According to NHTSA, 32,483 people died in distraction-affected crashes over the ten-year period from 2011 to 2020. In 2020, there were 3,142 deaths linked to driver distraction or 8% of all motor-vehicle crash fatalities. This is a slight increase in fatalities compared to 2019.
Research shows that younger drivers, particularly in the Millennials and Generation Z cohorts, are the most distracted drivers, often using their cell phones to talk, text, and scroll through social media while driving. According to NHTSA research from 2017, young drivers 16 to 24 years old have been observed using handheld electronic devices while driving at higher rates than older drivers since 2007. In 2020, 7% of drivers 15 to 20 years old involved in fatal crashes were reported as distracted.
“Distracted driving is a leading cause of vehicle crashes on our nation’s roads, and most of this distraction is attributed to texting while driving,” said Regional Administrator Susan DeCourcy. “People know texting and driving is dangerous and often illegal, but they do it anyway, and it puts others at risk. Beginning April 3, drivers will see increased law enforcement efforts across the country and throughout our region. Law enforcement officers will be enforcing state-based texting laws to reduce distracted driving. If you drive and text, you will pay,” she added.

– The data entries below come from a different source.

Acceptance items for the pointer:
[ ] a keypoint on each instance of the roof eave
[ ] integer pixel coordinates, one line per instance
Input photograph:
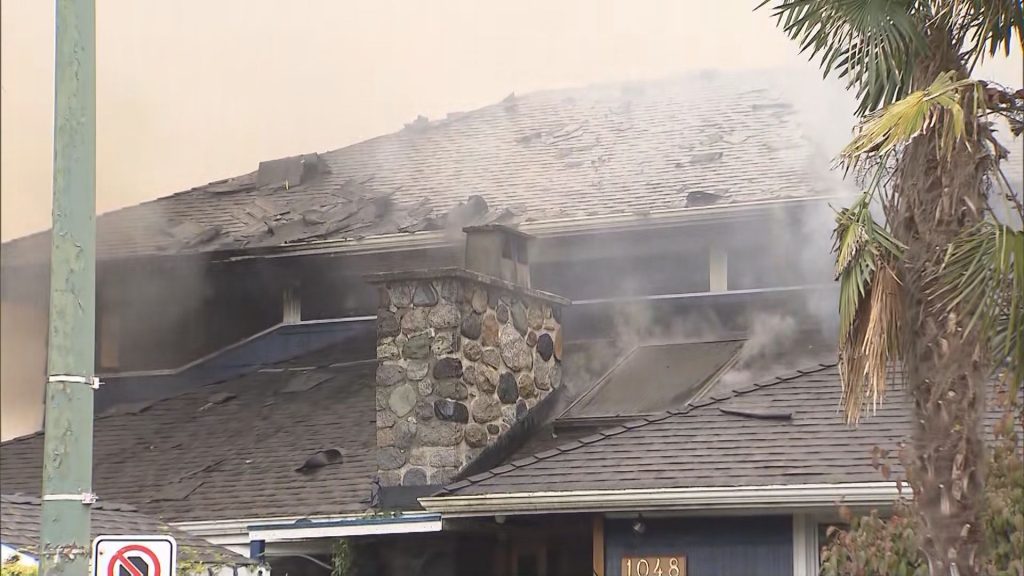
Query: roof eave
(541, 229)
(710, 498)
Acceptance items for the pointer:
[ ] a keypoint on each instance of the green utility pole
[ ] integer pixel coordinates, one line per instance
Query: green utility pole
(68, 446)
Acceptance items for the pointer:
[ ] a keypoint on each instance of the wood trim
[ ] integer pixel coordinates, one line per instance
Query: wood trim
(598, 544)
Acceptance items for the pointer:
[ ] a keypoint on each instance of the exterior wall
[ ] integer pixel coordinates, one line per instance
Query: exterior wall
(748, 545)
(23, 367)
(461, 361)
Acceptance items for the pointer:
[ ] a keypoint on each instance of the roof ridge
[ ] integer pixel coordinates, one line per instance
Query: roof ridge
(28, 499)
(639, 422)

Many drivers are guilty of a “double standard” when it comes to distracted driving. In its 2018 Traffic Safety Culture Index, the AAA Foundation reported that while nearly 96% of drivers believed it was very or extremely dangerous to read a text or email while driving, 4 out of 10 drivers admitted to doing so within the previous 30 days. The actual rates are likely even higher.
Drive Safe Every Trip
Local law enforcement and NHTSA Region 7 urge drivers to put their phones away when they are behind the wheel. If you absolutely need to text, pull over and do not drive while doing so. If you are the driver, follow these steps for a safe driving experience:
- If you are expecting a text message or need to send one, pull over and park your car in a safe location. Once you are safely off the road and parked, it is safe to text.
- Ask your passenger to be your “designated texter.” Allow them access to your phone to respond to calls or messages.
- Enter all device navigation coordinates before putting your car into drive. If you need to alter your trip, ask a passenger to make adjustments or pull over to a safe location and put your car in park first.
- Do not engage in social media scrolling or messaging while driving.
- Cell phone use is habit-forming. Struggling to not text and drive? Activate your phone’s “Do Not Disturb” feature, or put your phone in the trunk, glove box, or back seat of your vehicle until you arrive at your destination.